The Department of Developmental Biology and Cancer Research conducts research that is based on the concept that developmental processes lie at the foundation of normal human biology, as well as of many diseases, including cancer. Members of the department are engaged in the research of cell differentiation processes and the mechanisms underlying them in various biological settings, with a particular interest in cancer. Scientists in the Department are are applying a variety of multidisciplinary approaches in order to understand how a single cell develops first into the embryo, and then to the adult organism, forming the human body with all the complexity of multiple tissues and cell types, each with its distinct traits and functions. The Department scientists are studying the activity of genes at the molecular level, and how these genes act to shape the organism by controlling cell movement and differentiation. Studies in the department are also aimed at deciphering the basis of stem cell function, and are working at ways to reprogram body cells so they can be used for tissue repair in different diseases. The understanding of developmental processes will aid our efforts to overcome diseases such as diabetes, and to tackle the challenges posed by the Fragile X syndrome and other neurologic disorders. It is also essential for the elucidation of the basic defects in cancer and the development of new approaches for the treatment and prevention of this disease.

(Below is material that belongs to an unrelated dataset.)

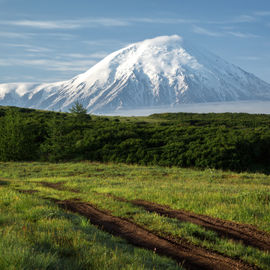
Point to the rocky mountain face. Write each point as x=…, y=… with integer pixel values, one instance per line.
x=164, y=71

To advance our efforts in understanding fundamental developmental processes, the department intends to strengthen several research fields, including: (1) Genomics. Applying rapidly evolving technologies in the field of genomics we will evaluate genomic events occurring as changes in DNA sequence, as well as RNA and protein molecular compositions in an integrative and comrehensivemanner. Bioinformatic techniques are utilized to reach biological insights from the large scale data bases obtained using these methods. (2) Stem cells. We will expands efforts to decipher the role of embryonic and adult stem cells in normal development and in cancer, and explore their potential in regenerative medicine; (3) Epigenetics. It is now well recognized that epigenetic mechanisms are central in the control of normal development and play extensive roles in disease, especially cancer. Department members are expanding their research of central topics in epigenetics, including DNA methylation, histone modification, chromatin structure, as well as the research of non-coding RNAs and the regulation of protein translation.
The Department of Developmental Biology and Cancer Research at the Factuly of Medicine-IMRIC is one of the leading research centers in Israel, being supported by over 2.5 million dollars in annual competitive grant funding and producing research publications in top scientific journals.